Non continuous solutions to $f(\lambda x)=f(x)$ I know that the only continuous solutions to the equations $f(x)=f(\lambda x)$ for $x\in[0,1],\lambda\in(0,1)$ where $\lambda$ is given - are the constant functions.
Are there non trivial solutions which are not equivalent to some constant function in $L^2[0,1]$?
 A: Yes. The orbits of the map $x\mapsto \lambda x$ are the countable sets $$C_x=\{y\in [0,1]\,:\, \exists n\in\Bbb Z, \lambda^nx=y\}$$
Therefore you can assign freely to each $C_x$ a different real value $c_x$, and set $f$ equal to that value on $C_x$: if you do so, every constant function $M$ can only be equal to $f$ on a countable set (and therefore $f\ne M$ almost everywhere), while of course $f(x)=f(\lambda x)$ for all $x$ by the function being constant on the orbits of $x\mapsto \lambda x$.
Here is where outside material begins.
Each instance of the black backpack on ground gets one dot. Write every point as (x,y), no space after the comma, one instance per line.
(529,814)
For a concrete instance of such a function, you can consider \begin{align}f(x)&=\max C_x=\max\{y\in[0,1]\,:\, \exists n\in\Bbb Z,\ \lambda^nx=y\}=\\&=\begin{cases}0&\text{if }x=0\\ x^{\left\lceil -\log_\lambda x\right\rceil}&\text{if }x>0\end{cases}\end{align}
A: Consider an arbitrary function $\phi(x)$ defined over $(\lambda,1]$. Then you extend it by stretching to $f(x):x\in(\lambda^2,\lambda]\to f(x)=\phi(x\lambda^{-1})$, then $x\in(\lambda^3,\lambda^2]\to f(x)=\phi(x\lambda^{-2})$ and so on.  Finally, $f(0)$ is arbitrary.